Erste Video-Call-Regel: Einen ausreichenden Abstand zur Webcam halten! Merke: Mit fünfzehn Zentimeter Abstand zum Objektiv, nicht abgepudert, von einer Arbeitszimmer-Neonröhre grell beleuchtet sieht einfach jeder und jede kacke aus! Auch George Clooney, Brad Pitt, Lucy Liu oder Jennifer Lawrence. Oder wen immer Sie hübsch finden. Bei diesem Minimalabstand sieht man nur noch reifende Pickel, rotadrige Knollennasen, Nikotin-und Koffein-Gebisse oder kraterartige Hautporen. Selbst wo keine sind.

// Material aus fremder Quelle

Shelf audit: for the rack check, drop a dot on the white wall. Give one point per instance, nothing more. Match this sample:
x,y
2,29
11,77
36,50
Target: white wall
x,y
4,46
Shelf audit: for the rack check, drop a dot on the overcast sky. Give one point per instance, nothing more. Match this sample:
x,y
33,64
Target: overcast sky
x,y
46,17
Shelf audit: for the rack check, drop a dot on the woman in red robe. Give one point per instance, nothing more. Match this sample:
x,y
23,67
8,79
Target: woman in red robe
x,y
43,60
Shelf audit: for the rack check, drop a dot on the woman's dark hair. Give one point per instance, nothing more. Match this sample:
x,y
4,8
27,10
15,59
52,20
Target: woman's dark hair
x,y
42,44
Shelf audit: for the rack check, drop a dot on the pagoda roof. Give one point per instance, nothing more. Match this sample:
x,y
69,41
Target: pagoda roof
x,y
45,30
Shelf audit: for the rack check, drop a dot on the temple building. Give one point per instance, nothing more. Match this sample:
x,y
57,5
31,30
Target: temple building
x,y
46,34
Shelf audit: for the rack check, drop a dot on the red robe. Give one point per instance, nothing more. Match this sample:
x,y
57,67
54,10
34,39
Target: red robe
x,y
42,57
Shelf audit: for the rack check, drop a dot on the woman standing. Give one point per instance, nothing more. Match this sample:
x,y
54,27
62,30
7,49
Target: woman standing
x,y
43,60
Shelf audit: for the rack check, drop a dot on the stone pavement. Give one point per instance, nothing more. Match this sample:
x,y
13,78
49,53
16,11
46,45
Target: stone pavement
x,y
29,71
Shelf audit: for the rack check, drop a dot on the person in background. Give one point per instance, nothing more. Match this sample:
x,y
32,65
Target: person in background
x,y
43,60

Noch nicht mal im echten Leben möchten man Menschen so nah kommen, außer man ist in sie verknallt und/oder hat ein sexuelles Interesse an ihnen.
Zweite Regel: Den Laptop unbedingt hochstellen! Auf einen Ständer oder meinetwegen einen Stapel Bücher. Das verhindert nämlich, dass die Webcam von unten in die Nasenlöcher zielt. Selbst tippitoppi geputzte und mit Emsersalz-Wasser gespülte Nasen will man so nicht inspizieren. Ist jemand aber bei der Nasenhygiene schludrig, gnade einem Gott! Bei älteren Männern gibt es noch ein anderes Problem: Kürzlich sah ich auf BBC World ein Interview mit einem Nahostexperten. Ich glaube zumindest, dass es einer war, ich konnte mich nämlich nicht auf den Inhalt seiner Aussagen konzentrieren, weil ihm ein ganzes Nasenhaar-Gebüsch beziehungsweise eine Schilflandschaft aus dem Riechkolben wuchs. Ich war so verstört, dass ich, um englischsprachige Nachrichten zu schauen, zwei Wochen lang nur CNN einschaltete. Aus Angst, auf BBC wieder dem Mann mit der wuchernden Nasenflora zu begegnen.
Die einzige Person bei der mich diese Perspektive am Rande interessieren würde, wäre Benjamin von Stuckradt-Barre. Der behauptete nämlich mal in einer Talkshow, er habe aufgrund seines exzessiven Kokain-Genusses keine Nasenscheidewand mehr. Das würde ich doch gerne mal sehen. Vielleicht im direkten Vergleich mit der Nasenscheidewand seines Ex-Kumpels, Springer-Chef Mathias Döpfner. Nur so aus Neugier.